Comment 25 Taloth Saldono 2016-05-17 20:02:48 UTC
That was my first thought as well, so in 2015 I tested adding a strict memory barrier to mono_100ns_ticks, the major location where mono directly calls the clock_gettime, but it crashed just as easily. There are some other locations where clock_gettime is called, but nothing stood out, and I didn't investigate that further.

I just got my vm back up:
1) checked clocksource: tsc
2) n/a
3) 

I first retested on 3.13.0-48, just to check if the environment is still ok, crashed in seconds.
Then installed an ubuntu 4.5.0 kernel package, over 200 cycles of the testcase, so far no crashes.
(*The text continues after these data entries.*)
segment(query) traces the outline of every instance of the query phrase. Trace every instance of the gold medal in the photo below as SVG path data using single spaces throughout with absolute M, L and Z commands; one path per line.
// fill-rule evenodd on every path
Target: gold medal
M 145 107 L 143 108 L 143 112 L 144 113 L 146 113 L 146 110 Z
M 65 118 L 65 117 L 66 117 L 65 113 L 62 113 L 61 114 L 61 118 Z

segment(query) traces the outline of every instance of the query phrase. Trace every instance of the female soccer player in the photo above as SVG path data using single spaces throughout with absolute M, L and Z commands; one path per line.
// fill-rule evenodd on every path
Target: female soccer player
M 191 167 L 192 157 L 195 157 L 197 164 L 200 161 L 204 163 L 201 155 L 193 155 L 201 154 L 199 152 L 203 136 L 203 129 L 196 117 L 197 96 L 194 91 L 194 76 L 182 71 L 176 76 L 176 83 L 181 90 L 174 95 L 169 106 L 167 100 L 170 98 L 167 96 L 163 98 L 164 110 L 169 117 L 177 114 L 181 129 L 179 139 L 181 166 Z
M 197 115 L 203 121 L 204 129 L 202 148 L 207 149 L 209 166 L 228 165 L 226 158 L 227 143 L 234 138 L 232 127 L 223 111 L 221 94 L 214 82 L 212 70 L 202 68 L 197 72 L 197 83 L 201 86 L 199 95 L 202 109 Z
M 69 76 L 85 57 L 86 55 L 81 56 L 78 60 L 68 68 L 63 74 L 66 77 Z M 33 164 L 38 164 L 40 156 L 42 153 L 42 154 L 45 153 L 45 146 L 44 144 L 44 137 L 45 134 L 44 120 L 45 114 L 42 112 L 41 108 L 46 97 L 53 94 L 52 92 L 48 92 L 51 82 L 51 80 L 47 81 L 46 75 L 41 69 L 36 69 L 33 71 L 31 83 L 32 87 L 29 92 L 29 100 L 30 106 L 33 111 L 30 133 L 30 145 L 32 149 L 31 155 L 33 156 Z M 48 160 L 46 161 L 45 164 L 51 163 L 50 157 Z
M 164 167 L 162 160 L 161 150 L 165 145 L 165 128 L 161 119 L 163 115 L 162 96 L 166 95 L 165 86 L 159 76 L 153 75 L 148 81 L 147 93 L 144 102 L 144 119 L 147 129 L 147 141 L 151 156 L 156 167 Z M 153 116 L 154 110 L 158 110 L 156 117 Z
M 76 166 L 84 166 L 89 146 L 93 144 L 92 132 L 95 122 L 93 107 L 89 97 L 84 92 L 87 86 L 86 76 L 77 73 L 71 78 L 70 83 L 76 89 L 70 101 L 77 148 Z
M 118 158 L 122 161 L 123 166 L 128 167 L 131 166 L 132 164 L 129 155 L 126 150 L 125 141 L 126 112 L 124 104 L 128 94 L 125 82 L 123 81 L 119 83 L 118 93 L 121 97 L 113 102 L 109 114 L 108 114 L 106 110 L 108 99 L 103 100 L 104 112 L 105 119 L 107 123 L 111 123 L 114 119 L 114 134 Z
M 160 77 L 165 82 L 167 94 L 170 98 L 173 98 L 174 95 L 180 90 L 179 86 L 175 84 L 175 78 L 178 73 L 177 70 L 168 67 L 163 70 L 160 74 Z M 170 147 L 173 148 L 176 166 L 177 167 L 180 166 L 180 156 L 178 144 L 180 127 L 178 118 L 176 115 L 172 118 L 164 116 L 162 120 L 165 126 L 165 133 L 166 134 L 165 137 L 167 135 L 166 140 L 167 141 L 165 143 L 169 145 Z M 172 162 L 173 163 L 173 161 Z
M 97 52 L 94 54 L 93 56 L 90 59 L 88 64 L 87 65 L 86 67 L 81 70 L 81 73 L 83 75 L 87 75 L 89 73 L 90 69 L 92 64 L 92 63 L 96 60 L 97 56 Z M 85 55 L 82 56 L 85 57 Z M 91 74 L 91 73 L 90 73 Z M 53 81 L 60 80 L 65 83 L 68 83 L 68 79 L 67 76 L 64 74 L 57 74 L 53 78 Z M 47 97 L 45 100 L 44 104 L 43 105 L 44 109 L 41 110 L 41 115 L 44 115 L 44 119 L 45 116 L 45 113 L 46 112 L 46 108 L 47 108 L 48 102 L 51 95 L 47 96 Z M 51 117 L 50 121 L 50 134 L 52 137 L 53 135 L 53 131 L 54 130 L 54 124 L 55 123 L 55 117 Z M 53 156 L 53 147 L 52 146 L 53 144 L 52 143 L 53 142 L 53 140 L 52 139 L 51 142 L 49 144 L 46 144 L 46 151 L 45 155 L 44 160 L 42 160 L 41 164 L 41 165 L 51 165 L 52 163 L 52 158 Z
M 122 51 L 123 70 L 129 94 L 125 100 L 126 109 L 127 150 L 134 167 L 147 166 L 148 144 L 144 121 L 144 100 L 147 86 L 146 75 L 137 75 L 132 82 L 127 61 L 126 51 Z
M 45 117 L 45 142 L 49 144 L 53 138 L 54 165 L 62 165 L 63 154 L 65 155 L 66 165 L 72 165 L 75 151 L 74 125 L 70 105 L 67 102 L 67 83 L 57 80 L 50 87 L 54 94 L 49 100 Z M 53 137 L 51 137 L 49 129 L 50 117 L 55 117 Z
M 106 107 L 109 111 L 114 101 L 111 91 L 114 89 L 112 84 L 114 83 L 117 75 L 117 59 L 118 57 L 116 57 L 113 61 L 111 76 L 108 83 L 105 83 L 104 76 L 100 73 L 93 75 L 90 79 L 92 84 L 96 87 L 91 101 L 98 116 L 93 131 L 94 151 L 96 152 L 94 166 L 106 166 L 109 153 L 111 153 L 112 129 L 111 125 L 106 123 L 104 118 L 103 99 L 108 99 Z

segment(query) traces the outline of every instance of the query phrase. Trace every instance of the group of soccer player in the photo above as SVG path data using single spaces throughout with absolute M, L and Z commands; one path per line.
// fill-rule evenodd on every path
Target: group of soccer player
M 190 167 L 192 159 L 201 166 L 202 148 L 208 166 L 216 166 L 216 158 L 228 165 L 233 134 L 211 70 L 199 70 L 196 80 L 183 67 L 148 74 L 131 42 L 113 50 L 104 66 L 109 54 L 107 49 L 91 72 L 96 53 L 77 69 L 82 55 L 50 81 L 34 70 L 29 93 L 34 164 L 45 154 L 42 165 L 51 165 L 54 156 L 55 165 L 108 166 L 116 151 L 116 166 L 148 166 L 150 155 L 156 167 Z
Linux testmono 4.5.0-040500-generic #201603140130 SMP Mon Mar 14 05:32:22 UTC 2016 x86_64 x86_64 x86_64 GNU/Linux

I'll compile the kernel from the mainline sources, see how that goes.
Considering in the past it seemed to depend on how the vdso got optimized by the compiler, I'll have to check a few variations.
Will take a while though and I got some other stuff on my plate.

PS: I'm just an app developer that got sucked into the rabbit hole. Got some experience with embedded and realtime systems, so assembly isn't foreign. But the only thing I know about mono and the vdso is what I learned during my investigation.